Basic troubleshooting for backup error alerts

Topic

This article describes basic troubleshooting for backup errors.

Environment

  • Datto SIRIS
  • Datto ALTO
  • Datto NAS

Description

Troubleshooting should consist of the following steps.

  • Gather information
  • Research the error
  • Ensure you've met prerequisites
  • Review protected machine health
  • Test a manual backup

Gather Information

Make a note of the following information:

  • System name
  • Operating system
  • Error message
  • Time the error occurs.

Log in to the Datto Device Web UI to see the full error

Open the Protect tab in the Datto Device Web for more information on the error. You'll see a red banner below the protected machine's name that describes the error. You can click Get More Info on the far right of the banner to view the error log.

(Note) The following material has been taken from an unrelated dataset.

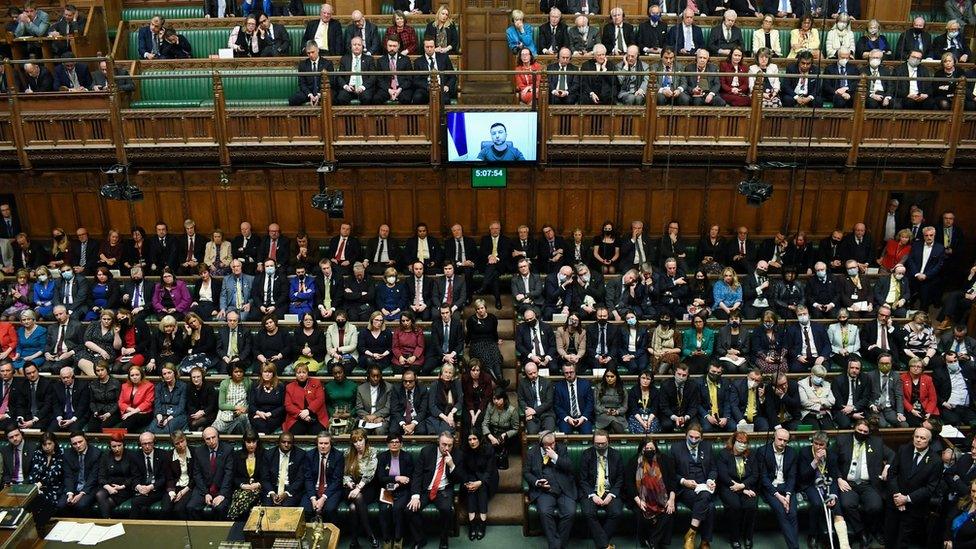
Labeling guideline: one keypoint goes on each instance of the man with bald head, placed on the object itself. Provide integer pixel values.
(913, 483)
(212, 477)
(777, 466)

You can get more detailed information by clicking Show Backup Logs > Show Agent Logs for the agent-based logging or Show Agentless Logs for agentless logging.

fig1.png
Figure 1: Error banner on the Protect tab

Research the error

  • Research the error in the Datto Knowledge Base. You can search by keyword, error string, or error code.
  • Knowledge Base articles document a wide variety of errors and what might cause them. The articles also include steps you can take to resolve most issues.
  • Many error messages are straightforward. For example: "Cannot connect to the host - aborting backup". You might receive this error if you scheduled a backup to run when the protected machine was powered off, or if the agent software is not running correctly on the protected machine.
  • Error messages will vary depending on which backup agent software is on the protected machine or If the backups are agent-based or agentless.
  • Check to see if a backup has completed successfully since the time the error occurred. If a backup has completed successfully, the error may have been transient or could be due to a conflicting task on the server.
  • If a backup is currently running after you received a failure alert, it could complete successfully when it retries. When a server has VSS errors, a backup may fall back to a crash-consistent mode and then complete successfully.
  • If the steps in a Knowledge Base article do not resolve your issue, verify the health of the protected system.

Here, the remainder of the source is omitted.